Comme la marée se tasse un peu, là, entre les coques ventrues, comme les galets grouillent de leurs drôles marasmes, on les voit quitter leur mer, les marins, l’œil déjà raide d’ivresses à venir, le trait durci par les jours de tempête. Bientôt ils jettent leur veuvage au bas des quais de marbre, pour gratter quelques pitances dans les bars du port. Leur front, d’un pan sombre et large, fend les ténèbres – ils apparaissent, verts, bleus, jaunis par la vague et brunis par le soleil, terribles de leurs voix grasses, de leurs regards dénudés et vides. Ils envahissent les lieux clairs, jouant des civilités comme un gorille d’un service de porcelaine. On les voit encore jeter leurs frustres chairs sur quelques bancs aveulis, et lancer de vagues commandes à de vagues serveurs, au hasard, d’un soupir désabusé.

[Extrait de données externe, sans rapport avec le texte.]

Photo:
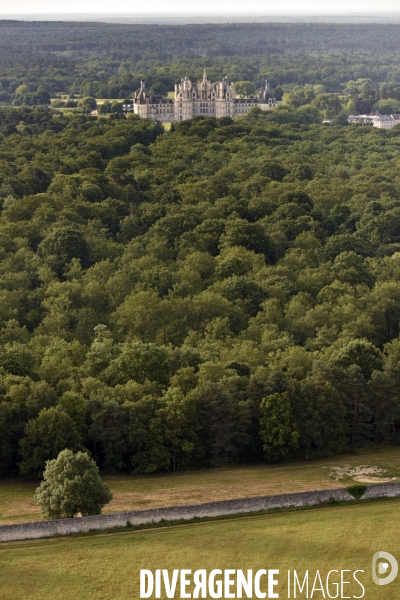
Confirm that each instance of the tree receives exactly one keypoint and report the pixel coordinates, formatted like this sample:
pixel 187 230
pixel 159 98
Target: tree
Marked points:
pixel 361 353
pixel 71 485
pixel 278 429
pixel 52 431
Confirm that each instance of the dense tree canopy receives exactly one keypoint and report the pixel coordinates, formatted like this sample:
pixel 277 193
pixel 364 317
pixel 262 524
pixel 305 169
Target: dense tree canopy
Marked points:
pixel 224 291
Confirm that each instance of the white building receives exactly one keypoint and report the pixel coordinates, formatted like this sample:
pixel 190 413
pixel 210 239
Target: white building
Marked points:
pixel 386 121
pixel 199 99
pixel 380 121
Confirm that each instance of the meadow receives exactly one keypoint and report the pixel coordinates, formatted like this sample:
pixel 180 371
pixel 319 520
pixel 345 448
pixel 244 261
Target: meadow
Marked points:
pixel 135 492
pixel 106 567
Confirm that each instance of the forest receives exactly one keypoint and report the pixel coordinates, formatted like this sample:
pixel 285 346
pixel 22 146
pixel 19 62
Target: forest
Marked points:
pixel 224 292
pixel 40 61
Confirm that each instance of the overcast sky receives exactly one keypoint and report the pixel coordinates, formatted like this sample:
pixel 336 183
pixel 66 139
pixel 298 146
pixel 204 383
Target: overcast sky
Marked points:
pixel 205 6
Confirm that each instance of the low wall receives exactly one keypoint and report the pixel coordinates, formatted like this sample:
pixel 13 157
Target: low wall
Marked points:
pixel 42 529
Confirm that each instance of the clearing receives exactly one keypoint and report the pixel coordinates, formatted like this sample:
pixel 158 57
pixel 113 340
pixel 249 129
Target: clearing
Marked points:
pixel 135 492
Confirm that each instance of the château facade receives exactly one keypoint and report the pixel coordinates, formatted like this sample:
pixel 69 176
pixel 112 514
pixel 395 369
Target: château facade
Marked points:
pixel 203 98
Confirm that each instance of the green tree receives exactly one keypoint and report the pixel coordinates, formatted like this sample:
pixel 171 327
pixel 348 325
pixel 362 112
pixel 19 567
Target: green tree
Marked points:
pixel 278 430
pixel 52 431
pixel 71 485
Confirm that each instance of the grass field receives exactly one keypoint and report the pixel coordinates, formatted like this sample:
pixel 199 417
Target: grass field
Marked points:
pixel 138 492
pixel 107 567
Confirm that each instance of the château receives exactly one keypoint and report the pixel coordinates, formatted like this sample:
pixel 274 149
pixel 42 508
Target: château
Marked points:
pixel 203 98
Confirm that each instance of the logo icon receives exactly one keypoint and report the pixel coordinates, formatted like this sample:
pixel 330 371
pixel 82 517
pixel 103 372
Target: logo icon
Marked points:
pixel 380 565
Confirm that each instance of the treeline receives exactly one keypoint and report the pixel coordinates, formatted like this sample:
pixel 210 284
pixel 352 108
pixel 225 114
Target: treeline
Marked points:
pixel 108 61
pixel 224 292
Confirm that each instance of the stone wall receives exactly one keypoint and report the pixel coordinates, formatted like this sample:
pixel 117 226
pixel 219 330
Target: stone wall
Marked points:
pixel 43 529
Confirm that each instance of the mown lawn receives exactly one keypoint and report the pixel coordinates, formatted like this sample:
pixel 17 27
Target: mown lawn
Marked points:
pixel 139 492
pixel 107 567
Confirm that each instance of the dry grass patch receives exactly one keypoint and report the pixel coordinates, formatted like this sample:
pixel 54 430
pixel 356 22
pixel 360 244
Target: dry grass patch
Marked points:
pixel 134 492
pixel 107 567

Et puis ça mange, un marin, ça mange, ça boit, beaucoup d’ailleurs, et même que ça reboit pour faire couler, puis, d’une fierté retrouvée, ils sortent, ces galériens insoumis, fleurant la femme facile dans une ruelle de brume, baisant à en perdre l’âme, baisant à oublier leurs noms ! Et d’aller pisser contre les vitrines alentour leur houblon acide et juteux, et de se payer la gueule d’un demi-bourgeois passant, soûl de boisson et de baise lui aussi ! Oh oui, ils chantent, et ils jurent tout ensemble aux heures les plus odieuses, et même qu’on dirait un troupeau de hyènes en rut, et même que leur voix grivoises, portées par des anges, résonnent encore au-dessus de la plaine !
Mais à l’aube naissante, à l’heure des bilans, on voit leurs faces pourpres se tourner vers la mer, et les premiers rayons fendre leurs visages de rides maussades. Alors ils remontent leurs braguettes, lèvent leurs carcasses, et s’en vont disparaître au creux des dunes, rois déchus des landes mortes.